According to Brennan, these latest findings back up other evidence suggesting foul play was not involved. When Majumdar was found more than a week ago in the Schuylkill River, he had no broken bones, and the medical examiner found no evidence of trauma.

"There was no sign of him even being unconscious" prior to his death, Brennan said.

The toxicology results came back yesterday, the same day Philadelphia Chief Medical Examiner Haresh Mirchandani spoke to a group of close to 40 Penn students and faculty about the investigation into Majumdar's death.

According to Terry Conn, spokeswoman for the Office of Vice Provost for University Life, yesterday's meeting was arranged to "answer the questions of students, faculty and staff" regarding Majumdar's death.

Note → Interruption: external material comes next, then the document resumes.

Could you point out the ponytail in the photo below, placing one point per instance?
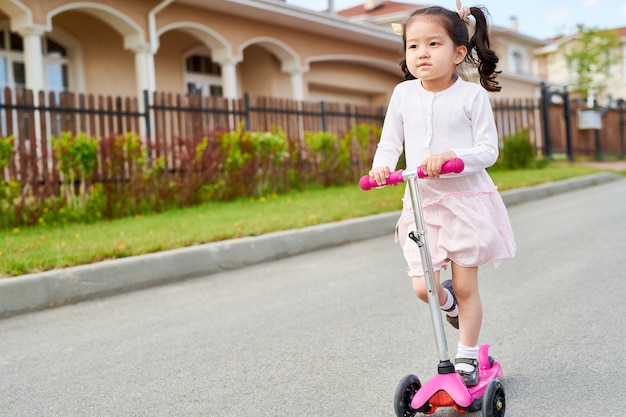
(485, 59)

College of Arts and Sciences Assistant Dean Srilata Gangulee, who had served as an interpreter for VPUL in their conversations with Majumdar's mother in India, is an acquaintance of Mirchandani's and helped arrange the talk, Conn said.

"I think the meeting went well," Conn said. "The students appreciated that [the medical examiner] took the time to meet with them and address their concerns."

As early as last Monday, authorities had declared foul play to be highly improbable, but had stopped short of explaining all the evidence until toxicology tests were performed.

Even with foul play ruled out, officials are skeptical that a full explanation of Majumdar's disappearance and death will be found.

"We cannot prove whether it was a suicide or an accident," Brennan said. "The only thing we can prove was it wasn't foul play."